Die Kontaktpersonennachverfolgung ist derzeit eine der wirksamsten Maßnahmen zur Eindämmung der COVID-19 Pandemie. Digitales Contact Tracing mittels Smartphones scheint eine sinnvolle zusätzliche Maßnahme zur manuellen Kontaktpersonennachverfolgung zu sein, um Personen zu identifizieren, die nicht bekannt oder nicht erinnerlich sind und um den zeitlichen Verzug beim Melden eines Infektionsfalles und beim Benachrichtigen von Kontaktpersonen so gering wie möglich zu halten. Obwohl erste Modellierungsstudien eine positive Wirkung in Bezug auf eine zeitnahe Kontaktpersonennachverfolgung nahelegen, gibt es bislang keine empirisch belastbaren Daten, weder zum bevölkerungsweiten Nutzen noch zum potenziellen Schaden von Contact-Tracing-Apps. Die Beurteilung der Zweckerfüllung und eine wissenschaftliche interdisziplinäre Begleitforschung sowohl zur Wirksamkeit, Risiken und Nebenwirkungen als auch zu Implementierungsprozessen (z. B. Planung und Einbezug verschiedener Beteiligter) sind wesentliche Bestandteile einer Nutzen-Risiko Bewertung.

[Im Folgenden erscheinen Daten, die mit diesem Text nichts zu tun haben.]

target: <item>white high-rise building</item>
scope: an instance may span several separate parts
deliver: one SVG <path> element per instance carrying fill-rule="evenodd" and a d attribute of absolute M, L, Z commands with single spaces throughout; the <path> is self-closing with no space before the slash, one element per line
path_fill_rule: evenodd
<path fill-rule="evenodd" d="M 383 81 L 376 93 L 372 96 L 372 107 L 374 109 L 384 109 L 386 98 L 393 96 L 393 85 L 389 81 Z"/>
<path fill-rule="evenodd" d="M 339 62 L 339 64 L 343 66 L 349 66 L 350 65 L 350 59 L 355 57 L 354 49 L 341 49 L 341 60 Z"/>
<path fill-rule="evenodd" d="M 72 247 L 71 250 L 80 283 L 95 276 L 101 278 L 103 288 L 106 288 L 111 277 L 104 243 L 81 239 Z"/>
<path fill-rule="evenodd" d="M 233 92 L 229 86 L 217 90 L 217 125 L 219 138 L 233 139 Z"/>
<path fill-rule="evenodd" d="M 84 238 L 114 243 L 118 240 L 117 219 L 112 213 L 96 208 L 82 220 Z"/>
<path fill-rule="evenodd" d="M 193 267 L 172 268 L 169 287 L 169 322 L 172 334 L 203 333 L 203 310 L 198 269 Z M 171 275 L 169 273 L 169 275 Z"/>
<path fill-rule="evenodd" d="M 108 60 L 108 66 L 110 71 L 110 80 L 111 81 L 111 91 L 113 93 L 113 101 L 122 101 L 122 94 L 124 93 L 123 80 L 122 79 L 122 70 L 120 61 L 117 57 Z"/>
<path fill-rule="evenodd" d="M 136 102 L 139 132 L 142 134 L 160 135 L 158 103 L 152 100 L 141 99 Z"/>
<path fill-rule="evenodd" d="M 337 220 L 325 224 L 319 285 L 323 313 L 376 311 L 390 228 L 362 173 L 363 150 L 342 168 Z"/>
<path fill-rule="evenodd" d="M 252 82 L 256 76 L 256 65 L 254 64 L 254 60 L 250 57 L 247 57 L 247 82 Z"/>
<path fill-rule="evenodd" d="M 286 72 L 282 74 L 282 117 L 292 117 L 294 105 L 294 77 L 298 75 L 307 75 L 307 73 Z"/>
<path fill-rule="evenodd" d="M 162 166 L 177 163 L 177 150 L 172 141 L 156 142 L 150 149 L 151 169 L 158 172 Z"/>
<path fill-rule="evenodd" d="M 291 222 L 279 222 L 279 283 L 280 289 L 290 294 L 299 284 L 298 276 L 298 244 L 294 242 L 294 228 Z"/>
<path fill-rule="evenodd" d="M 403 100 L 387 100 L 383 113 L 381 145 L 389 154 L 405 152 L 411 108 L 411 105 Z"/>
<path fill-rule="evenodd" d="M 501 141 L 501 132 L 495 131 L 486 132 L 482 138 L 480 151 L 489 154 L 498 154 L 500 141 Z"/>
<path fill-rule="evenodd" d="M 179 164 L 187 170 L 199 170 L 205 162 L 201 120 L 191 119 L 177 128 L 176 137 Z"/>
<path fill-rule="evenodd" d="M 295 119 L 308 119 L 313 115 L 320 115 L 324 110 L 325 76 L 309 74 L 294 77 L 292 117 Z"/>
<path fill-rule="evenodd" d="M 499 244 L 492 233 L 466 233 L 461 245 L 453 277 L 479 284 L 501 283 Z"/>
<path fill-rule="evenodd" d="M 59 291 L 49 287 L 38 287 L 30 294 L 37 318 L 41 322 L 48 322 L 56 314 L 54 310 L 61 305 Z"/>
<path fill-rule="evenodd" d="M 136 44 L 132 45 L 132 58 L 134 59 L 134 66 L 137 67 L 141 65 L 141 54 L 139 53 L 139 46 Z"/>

Dieser Beitrag betrachtet daher den möglichen Public-Health-Nutzen sowie technische, soziale, rechtliche und ethische Aspekte einer Contact-Tracing-App zur Kontaktpersonennachverfolgung im Rahmen der COVID-19-Pandemie. Weiterhin werden Bedingungen für eine möglichst breite Nutzung der App aufgezeigt.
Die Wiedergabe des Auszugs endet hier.